Fig.1 The great mine field at Galli Goni Scholli, in the Dogon plateau laterites. Photo V. Serneels
Mines and ores
Some layers of this laterite were rich in iron oxides and hydroxides and were exploited as ores. Generally, these are deep strata and minders dug pits 5-10 meters down to reach them (fig. 1).
Clayey sediments from the Paleozoic covering layers rich in iron are found at the base of the Bandiagara escarpment. In several places, they were exploited by mine pits.
Fig.2 Great slag mass, showing that numerous reduction operations were performed at Tinntam. Photo V. Serneels
Reduction of iron ores
In the ores, iron is found in the form of oxides that are mixed with various other substances (sand, clay, etc.). To produce metallic iron, one has to:
1. Cause the reduction of iron oxides by reaction with carbon monoxide at high temperature (FeO + CO -> Fe + CO2). This reaction occurs in solid state, without fusion of the metal;
2. Cause the separation of impurities by forming liquid slag that can flow and separate from the metal.
This operation is successfully completed in a furnace fueled with charcoal. The slag formed is rejected and accumulates to form a heap near the work place (fig. 2).
Fig.3 Inside the tank of a great reduction furnace at Saré-Ma. Several big tuyeres are still inside the thank. Photo C. Robion-Brunner
Reduction furnaces
Reduction furnaces in the Dogon Country belong to the same family using natural ventilation (i.e. without bellows). They are all made above the ground over a pit dug into the soil. The walls are pierced with openings into which clay tuyeres are placed to allow air to infiltrate to the center of the tank (fig. 3). By contrast, the furnaces are of varying forms and size (from 1 to 4 m3), built with different materials (clay, bricks, stones, slag blocks, etc). In some furnaces, the melted slag flows laterally to the exterior (melt slag furnaces) and in others, the slag accumulates at the bottom of the furnace and forms large blocks (trapped slag furnaces).

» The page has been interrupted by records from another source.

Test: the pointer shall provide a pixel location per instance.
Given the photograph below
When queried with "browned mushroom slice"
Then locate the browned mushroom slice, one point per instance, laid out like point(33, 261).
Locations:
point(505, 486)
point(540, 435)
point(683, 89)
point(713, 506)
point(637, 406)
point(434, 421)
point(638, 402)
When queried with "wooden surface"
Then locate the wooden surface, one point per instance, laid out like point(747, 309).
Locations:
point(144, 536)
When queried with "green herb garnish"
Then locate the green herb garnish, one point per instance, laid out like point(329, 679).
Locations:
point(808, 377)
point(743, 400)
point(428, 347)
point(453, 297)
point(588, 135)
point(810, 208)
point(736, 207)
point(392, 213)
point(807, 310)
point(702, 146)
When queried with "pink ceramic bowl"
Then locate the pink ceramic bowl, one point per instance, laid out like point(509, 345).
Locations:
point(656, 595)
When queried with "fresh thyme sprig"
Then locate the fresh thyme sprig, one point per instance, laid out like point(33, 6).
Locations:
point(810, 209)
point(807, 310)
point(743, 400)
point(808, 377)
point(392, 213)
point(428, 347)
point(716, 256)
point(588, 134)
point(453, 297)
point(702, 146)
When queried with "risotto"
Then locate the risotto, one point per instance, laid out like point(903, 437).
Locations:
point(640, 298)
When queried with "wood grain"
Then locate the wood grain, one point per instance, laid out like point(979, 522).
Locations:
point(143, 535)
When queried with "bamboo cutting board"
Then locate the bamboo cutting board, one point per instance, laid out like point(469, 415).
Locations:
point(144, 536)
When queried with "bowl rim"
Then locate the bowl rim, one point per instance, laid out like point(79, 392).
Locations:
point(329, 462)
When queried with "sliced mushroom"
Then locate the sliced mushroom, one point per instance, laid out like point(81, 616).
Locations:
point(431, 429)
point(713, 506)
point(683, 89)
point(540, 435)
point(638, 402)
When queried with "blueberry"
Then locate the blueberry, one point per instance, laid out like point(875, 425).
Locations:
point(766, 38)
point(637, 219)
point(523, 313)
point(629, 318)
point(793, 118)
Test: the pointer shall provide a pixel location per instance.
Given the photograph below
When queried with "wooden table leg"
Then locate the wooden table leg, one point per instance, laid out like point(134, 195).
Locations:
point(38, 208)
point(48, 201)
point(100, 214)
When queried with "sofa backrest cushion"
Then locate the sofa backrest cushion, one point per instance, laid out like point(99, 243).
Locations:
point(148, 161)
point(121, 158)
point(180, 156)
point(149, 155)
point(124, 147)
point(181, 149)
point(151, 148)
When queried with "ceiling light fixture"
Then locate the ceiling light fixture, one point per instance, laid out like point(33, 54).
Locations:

Fig.4 BSE image of a reduction slag. Fayalite : great middle grey crystals ; Wustite : dendrites and white globular grains ; Glass : dark grex background.Site of Fiko. Photo S. Perret
Reduction slag
Reduction slag is essentially formed of iron silicates (Fayalite – Fe2SiO4) with a variable proportion of grains of iron oxides (Wustite – FeO) and a vitreous phase (fig. 4). The forms vary and are essentially distinguished as:
1) melted slag, cooled outside the furnace, in the form of cords or a pile of cords;
2) internal slag, cooled inside the furnace in the form of a block.
Fig. 5 The Kobo forge and the smith Tiégé Jo at work. Photo V. Serneels
The iron forge
The raw product of the operation is a block of slightly compacted metal still containing slag inclusions. The smith must compact and purify this raw metal before shaping it by plastic deformation while it is still hot. The metal is reheated in the hearth of the forge and hammered on an anvil (fig. 5). If necessary, the smith solders and applies thermic treatments (soaking, reheating, tempering) that improves the properties of the metal (hardness). Finally, the metal pieces are finished and mounted on a wood handle.
Fig. 6 Forge slag near the old forge shop of Fiko. Photo V. Serneels
Forge slag
The impurities contained in the raw iron and the other substances present in the forge hearth (dust, ashes) or introduced by the smith (fluxes), as well as iron oxides that form on the surface of the metal, accumulate in the hearth. These materials are more or less melted and agglomerate to form roughly hemispheric slag lumps (fig. 6). This slag is also made of iron silicates (Fayalite – Fe2SiO4), but with a higher proportion of iron oxides (Wustite – FeO and Magnetite – Fe3O4).